During her trial, and throughout her Memoirs, Manon Roland presented herself as a model wife to her husband. But reading through her recollections of the early days of hers and J.-M. Roland’s courtship, one is underwhelmed. Their courtship was long, their engagement business like – he was always hesitant and there is very little passion showing in Manon’s accounts. It was not a marriage of convenience: Jean-Marie Roland saw his wife as an equal in all respects, he did not attempt to dominate or curtail her, and they were partners in all their projects (except for the Memoirs which she wrote while she was in prison and he in hiding). There was a strong friendship between the two but perhaps not much more.
Towards the end of her life, however, Manon did fall in love with a young Girondin (he was six years younger than her, while her husband was twenty years her senior), François Buzot. François was also married, and neither he nor Manon had any intention of breaking down their marriage. Nonetheless, Manon told Jean-Marie that she no longer loved him, and that she loved François. This is perhaps why, in the weeks before her arrest, she had planned to leave Paris. She needed some space to think.

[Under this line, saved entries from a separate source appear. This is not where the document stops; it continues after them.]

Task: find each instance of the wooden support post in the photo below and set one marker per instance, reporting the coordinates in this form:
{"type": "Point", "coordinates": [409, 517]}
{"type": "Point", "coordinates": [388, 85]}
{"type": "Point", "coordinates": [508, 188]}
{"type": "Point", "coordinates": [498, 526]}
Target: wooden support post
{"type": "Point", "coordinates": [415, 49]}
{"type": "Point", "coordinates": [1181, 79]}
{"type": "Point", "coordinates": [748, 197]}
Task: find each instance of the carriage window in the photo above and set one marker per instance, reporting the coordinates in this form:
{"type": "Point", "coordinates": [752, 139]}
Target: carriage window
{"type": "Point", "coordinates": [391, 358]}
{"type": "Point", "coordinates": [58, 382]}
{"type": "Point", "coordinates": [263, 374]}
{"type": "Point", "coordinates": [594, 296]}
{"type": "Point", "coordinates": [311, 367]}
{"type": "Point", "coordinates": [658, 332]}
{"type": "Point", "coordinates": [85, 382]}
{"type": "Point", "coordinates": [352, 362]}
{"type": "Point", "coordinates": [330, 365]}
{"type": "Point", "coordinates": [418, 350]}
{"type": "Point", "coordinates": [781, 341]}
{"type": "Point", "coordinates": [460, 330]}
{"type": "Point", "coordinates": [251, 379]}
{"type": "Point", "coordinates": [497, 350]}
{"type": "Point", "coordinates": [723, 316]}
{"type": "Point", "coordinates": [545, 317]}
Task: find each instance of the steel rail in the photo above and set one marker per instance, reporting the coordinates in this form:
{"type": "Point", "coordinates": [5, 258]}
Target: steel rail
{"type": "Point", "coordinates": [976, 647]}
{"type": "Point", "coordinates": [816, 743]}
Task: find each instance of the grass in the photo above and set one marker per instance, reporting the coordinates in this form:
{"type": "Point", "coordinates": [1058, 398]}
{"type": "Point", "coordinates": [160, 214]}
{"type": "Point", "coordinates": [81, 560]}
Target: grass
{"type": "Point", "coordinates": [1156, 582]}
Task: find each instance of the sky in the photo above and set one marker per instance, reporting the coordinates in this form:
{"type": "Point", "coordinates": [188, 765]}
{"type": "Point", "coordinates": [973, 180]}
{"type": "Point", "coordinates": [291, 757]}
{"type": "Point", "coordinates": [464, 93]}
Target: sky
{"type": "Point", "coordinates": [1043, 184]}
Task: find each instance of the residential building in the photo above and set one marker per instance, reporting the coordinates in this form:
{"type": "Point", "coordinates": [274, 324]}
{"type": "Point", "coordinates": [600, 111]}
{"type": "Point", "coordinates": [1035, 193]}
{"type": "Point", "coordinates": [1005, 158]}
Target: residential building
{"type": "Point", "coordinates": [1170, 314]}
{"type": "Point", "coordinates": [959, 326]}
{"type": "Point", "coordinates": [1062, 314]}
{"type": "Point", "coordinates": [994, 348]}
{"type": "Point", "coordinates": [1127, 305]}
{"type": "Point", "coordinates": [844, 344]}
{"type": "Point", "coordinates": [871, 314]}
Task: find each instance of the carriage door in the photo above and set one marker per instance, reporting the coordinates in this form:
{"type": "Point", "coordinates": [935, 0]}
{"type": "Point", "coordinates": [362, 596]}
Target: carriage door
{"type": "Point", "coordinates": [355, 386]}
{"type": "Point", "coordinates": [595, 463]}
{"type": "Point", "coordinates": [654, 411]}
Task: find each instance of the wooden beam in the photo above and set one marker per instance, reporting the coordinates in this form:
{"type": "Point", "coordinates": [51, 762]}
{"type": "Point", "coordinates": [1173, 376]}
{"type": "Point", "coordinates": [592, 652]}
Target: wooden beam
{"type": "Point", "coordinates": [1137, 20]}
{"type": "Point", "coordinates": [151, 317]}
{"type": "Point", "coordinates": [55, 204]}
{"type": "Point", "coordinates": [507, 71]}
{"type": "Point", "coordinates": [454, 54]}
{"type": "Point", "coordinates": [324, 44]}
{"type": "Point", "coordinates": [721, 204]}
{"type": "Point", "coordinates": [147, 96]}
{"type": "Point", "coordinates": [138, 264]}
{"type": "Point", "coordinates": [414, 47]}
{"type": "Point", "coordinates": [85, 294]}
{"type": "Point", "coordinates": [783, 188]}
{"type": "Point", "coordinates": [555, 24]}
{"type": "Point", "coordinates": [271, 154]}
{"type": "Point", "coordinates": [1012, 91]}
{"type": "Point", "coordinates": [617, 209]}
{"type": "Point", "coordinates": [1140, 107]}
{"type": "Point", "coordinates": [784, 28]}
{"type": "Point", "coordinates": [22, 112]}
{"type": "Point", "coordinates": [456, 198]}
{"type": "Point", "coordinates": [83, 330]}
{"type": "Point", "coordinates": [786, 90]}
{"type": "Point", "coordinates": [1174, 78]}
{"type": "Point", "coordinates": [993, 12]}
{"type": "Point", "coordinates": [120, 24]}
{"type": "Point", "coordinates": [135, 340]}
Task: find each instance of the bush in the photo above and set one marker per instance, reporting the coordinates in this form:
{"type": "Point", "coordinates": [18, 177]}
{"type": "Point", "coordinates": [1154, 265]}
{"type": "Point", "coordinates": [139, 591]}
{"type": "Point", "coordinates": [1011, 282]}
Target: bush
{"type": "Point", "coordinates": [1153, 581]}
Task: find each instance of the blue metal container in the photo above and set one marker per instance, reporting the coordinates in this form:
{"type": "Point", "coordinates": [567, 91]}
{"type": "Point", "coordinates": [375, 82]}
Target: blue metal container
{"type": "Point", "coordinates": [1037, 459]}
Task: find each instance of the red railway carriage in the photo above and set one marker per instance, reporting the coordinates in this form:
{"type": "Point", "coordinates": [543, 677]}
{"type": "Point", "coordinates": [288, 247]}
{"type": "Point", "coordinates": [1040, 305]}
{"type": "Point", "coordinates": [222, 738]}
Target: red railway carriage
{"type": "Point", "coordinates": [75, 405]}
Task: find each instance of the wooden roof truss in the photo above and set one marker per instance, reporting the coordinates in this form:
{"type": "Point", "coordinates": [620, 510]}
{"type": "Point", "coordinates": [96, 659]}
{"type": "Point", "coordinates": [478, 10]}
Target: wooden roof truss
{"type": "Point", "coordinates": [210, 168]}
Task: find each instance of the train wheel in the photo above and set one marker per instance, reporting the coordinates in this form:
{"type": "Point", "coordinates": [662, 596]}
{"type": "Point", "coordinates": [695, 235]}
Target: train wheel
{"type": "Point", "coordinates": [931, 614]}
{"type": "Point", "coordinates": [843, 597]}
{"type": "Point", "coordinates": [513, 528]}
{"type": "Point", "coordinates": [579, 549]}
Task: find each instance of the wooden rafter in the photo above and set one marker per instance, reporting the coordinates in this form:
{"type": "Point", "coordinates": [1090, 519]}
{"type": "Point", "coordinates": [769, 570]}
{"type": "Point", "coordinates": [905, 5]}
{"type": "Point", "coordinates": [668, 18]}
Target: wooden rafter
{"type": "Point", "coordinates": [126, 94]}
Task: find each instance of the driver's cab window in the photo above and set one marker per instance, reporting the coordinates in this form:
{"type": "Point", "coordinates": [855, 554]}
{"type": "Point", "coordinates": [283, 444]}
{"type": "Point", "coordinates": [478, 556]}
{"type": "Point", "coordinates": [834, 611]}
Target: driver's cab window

Manon's correspondence with Buzot was hidden from the public when the letters were first published, so that the image of her as a virtuous wife remained. But the truth came out in the 19thcentury: after all, all interested parties were dead.
Below is a letter Manon wrote to Buzot shortly after she was imprisoned, and after the decree for the arrest of the Girondins had been issued. She had heard that Buzot, together with Jérome Pétion (whose wife was Manon 's neighbour at Sainte Pélagie, had managed to escape and that they were in the South-West of France, near Bordeaux.
This is a love letter: she tells him how she covers his letters to her with kisses. But it is also a political letter: one that shows both hope and despair. She tells him that when she heard of the arrest of twenty-two Girondins, she thought France was lost. But then, she asks him to stay alive, because a republican ‘while he breathes, while he has his freedom, can and must be useful’.
A few weeks after Manon’s death at the Guillotine, Buzot and Petion shot themselves in the woods of Saint Emilion. Their bodies were discovered later, eaten by wolves.